With the advent of COVID-19, significant additional resources were provided by LLNL, including an affiliated LDRD program for laboratory work (20-ERD-064). Starting from early in the pandemic, we targeted SARS-CoV-2, the causative agent of COVID-19, by re-purposing neutralizing antibodies against SARS-CoV-1 that had been identified in the wake of that outbreak in the early 2000's. We successfully re-targeted three different anti-SARS-CoV-1 antibodies to neutralize SARS-CoV-2 in vitro. As antibodies were identified from the blood of humans infected with SARS-CoV-2, we shifted to collaborate with academic partners to develop improved versions of their human-derived antibodies. The capabilities developed by 20-ERD-032 were employed in rapid response to the emergence of the Omicron variant of concern (VOC) in late 2021. In a matter of weeks, we computationally designed derivative antibodies of COV2-2130, one of two antibodies from Vanderbilt that form the basis of the AstraZeneca Evusheld prophylactic drug product. This drug product suffers a serious loss of efficacy against Omicron BA.1 and BA.1.1, the first Omicron strains. Our designs were successful, including a pair of designs which provide potent neutralization of not only Omicron BA.1 and BA.1.1, but also the earlier Delta variant, and subsequent Omicron strains including BA.2, BA.4, BA.5, and BA.2.75, demonstrating that our multi-target design process can, by its nature, produce robust antibody designs that strictly improve over the parental antibody. These results, recognized by a 2022 Director's Science and Technology award, have enabled the follow-on GUIDE program, to commence in FY23. We intend to publish shortly.
20-ERD-032 and its internally- and externally-funded affiliates have provided a significant mission impact. They have developed science and technology tools and capabilities to meet future national security challenges, where this work will immediately continue under the GUIDE program. 20-ERD-032 has enabled rapid response to biological emergencies and, as the GUIDE program proceeds, will provide a deterrent to any attempt to engineer pathogens. As the COVID-19 pandemic has demonstrated, these capabilities may improve the security and resilience of the nation, not only directly from biological agents, but also from the significant disruptions to daily life incurred during a pandemic. These impacts are particularly relevant to DOD missions, where significant disruptions to force readiness or deployment can result from even public health pathogens.

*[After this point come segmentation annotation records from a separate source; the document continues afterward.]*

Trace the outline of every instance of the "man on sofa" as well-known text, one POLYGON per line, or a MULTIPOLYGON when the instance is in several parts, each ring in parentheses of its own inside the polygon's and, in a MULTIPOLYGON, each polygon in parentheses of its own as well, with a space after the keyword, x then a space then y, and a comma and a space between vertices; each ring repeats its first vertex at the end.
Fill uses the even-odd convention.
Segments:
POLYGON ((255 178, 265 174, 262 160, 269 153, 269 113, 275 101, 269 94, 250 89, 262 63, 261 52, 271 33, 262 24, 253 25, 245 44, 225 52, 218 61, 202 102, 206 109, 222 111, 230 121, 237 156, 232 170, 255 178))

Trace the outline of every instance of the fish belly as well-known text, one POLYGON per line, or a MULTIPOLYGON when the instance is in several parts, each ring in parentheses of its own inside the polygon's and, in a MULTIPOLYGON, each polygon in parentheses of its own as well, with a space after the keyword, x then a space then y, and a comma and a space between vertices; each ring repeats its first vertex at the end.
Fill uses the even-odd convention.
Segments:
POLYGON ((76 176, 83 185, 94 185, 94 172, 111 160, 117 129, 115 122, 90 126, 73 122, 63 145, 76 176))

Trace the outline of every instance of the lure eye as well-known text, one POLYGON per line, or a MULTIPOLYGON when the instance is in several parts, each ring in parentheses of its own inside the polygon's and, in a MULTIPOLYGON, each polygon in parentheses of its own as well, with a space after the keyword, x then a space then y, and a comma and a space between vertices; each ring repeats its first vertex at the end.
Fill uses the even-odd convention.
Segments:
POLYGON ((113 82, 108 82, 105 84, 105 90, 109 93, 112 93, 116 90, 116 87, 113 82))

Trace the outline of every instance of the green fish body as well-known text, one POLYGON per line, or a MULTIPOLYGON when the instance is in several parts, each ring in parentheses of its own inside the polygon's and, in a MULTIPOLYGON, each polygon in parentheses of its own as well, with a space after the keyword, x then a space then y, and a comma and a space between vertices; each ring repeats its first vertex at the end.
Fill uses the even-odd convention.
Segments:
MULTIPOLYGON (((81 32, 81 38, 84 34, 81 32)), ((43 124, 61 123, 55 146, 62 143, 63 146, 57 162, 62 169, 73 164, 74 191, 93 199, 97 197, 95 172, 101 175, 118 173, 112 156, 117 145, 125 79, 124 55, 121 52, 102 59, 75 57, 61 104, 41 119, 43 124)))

Publications, Presentations, and Patents
Zhu, F. et al., 2022. "Large-Scale Application of Free Energy Perturbation Calculations for Antibody Design." Scientific Reports 12, 12489 (2022). https://doi.org/10.1038/s41598-022-14443-z.
Zhang, F. "Learning Region of Interest for Bayesian Optimization with Adaptive Level-Set Estimation." ICML2022 Workshop on Adaptive Experimental Design and Active Learning in the Real World, Baltimore, MD. 2022. LLNL-CONF-835910.
Arrildt, K. et al. "Using Antibody-Antigen Interactions to Design Better Vaccine Antigens." Keystone Symposia-Antibodies as Drugs (B1), February 2020, Santa Fe, New Mexico. 2020.